Rasa sakit ini membuatnya berpikir: apakah ini saat baginya meninggalkan dunia ini?
Perlahan Anna menoleh pada Logan. Pria itu terbujur kaku di tempatnya dengan kondisi kepala penuh darah. Tangannya gemetaran menggapai ke arah Logan, menepuk beberapa kali bahunya dengan gerakan lemah.
"Logan ... bangun ... ah ... haahh ... bangun...."
Matanya terasa berat, sulit untuk dibuka meski hanya sedikit. Tubuh tak ada daya lagi, dan tangannya terkulai ketika kesadarannya menghilang.
...🦋...
Elina dan Matthew bergegas berlari begitu mobil berhenti di rumah sakit. Elina tak berhentinya menangis sejak polisi menghubungi dan memberitahukan bahwa anak dan menantunya kecelakaan.

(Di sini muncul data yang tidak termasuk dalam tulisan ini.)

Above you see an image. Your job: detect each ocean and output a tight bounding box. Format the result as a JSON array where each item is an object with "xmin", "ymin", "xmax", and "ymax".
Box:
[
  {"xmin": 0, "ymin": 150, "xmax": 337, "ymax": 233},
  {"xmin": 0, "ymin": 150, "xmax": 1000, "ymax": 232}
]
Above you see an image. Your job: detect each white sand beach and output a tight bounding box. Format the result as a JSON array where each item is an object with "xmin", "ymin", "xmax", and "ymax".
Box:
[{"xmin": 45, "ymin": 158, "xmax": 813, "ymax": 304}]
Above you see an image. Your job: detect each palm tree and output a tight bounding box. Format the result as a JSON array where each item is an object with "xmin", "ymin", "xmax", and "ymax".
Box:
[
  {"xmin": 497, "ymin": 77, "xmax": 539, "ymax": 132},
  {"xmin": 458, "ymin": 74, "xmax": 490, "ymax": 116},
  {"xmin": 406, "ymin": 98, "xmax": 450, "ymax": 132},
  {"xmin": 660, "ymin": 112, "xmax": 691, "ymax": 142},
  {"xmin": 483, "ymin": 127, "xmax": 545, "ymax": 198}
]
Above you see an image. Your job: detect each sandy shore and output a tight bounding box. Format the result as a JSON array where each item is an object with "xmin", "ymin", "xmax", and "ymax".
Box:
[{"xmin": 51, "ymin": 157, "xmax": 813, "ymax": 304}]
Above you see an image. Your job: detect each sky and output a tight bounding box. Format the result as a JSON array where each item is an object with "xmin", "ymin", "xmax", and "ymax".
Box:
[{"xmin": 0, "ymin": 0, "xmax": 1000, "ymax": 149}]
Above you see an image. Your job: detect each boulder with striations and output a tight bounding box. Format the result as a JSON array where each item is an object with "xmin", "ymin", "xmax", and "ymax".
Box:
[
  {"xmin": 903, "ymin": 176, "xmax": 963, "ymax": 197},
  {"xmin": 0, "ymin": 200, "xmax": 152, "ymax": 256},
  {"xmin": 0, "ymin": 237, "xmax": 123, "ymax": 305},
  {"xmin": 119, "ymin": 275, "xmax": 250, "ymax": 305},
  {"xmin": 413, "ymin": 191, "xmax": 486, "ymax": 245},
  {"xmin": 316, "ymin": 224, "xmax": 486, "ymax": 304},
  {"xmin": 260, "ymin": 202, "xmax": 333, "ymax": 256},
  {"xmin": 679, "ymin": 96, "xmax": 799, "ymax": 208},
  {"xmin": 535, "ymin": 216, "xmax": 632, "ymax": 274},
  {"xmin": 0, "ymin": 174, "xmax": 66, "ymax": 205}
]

Begitu juga dengan keluarga Anna. Matthew yang menghubungi nomor ayah. Setelah mendengar kabarnya, mama menangis lalu pingsan—mama memang memiliki riwayat penyakit jantung karena komplikasi dari penyakit diabetesnya. Jadi, yang menyusul ke rumah sakit hanya ayah dan Adnan, Tasya tinggal di rumah menjaga mama.
Elina dan Matthew yang datang duluan di ruang IGD, ayah dan Adnan datang selang beberapa menit kemudian. Matthew menghampiri seorang suster dan langsung mencecarnya.
"Di mana pasien pasangan suami-istri yang kecelakaan tadi, Sus?" desaknya.
"Oh, pasangan muda yang ada di dalam sedan hitam?" tanya suster mengkonfirmasi, yang diberi anggukan oleh Matthew sebagai jawaban. "Suaminya sudah masuk ke ruang inap, sedangkan yang istrinya akan dibawa ke ruang operasi. Apakah Anda wali dari pasangan itu?"
Serempak, Matthew, Elina, ayah, dan Adnan mengangguk. Namun, karena rasa penasaran, Elina maju untuk bertanya.
"Sus, kenapa menantu saya dioperasi? Apa yang terjadi padanya?"
"Mari, saya antarkan. Soalnya, pasien butuh persetujuan untuk melakukan operasi ini."
Jawaban suster itu tak menuntaskan rasa penasaran, tetapi mereka pasrah harus mengikuti ucapan suster itu. Entah seberapa gawat keadaannya, bagaimanapun Anna harus segera diselamatkan!
...🦋...
Anna mengernyit dan kepalanya bergerak gelisah, seakan baru saja mengalami mimpi buruk. Kemudian, ia tersentak dengan mata mendelik.
__ADS_1
"Anna?"
Suara lirih bernada cemas itu yang terdengar pertama kali. Kemudian, Anna melihat sesosok pria, tapi masih tidak terlihat jelas. Anna mengerjap dan mengernyit beberapa kali, sampai sosok itu terlihat jelas.
Senyumnya melengkung. "Logan?" ucap Anna serak dan lemah.
"Kau tidak apa-apa? Apa yang kau rasakan? Apa ada yang sakit? Katakan padaku?" cecar Logan sangking paniknya, sementara Anna tersenyum geli mendengar rentetan pertanyaan itu.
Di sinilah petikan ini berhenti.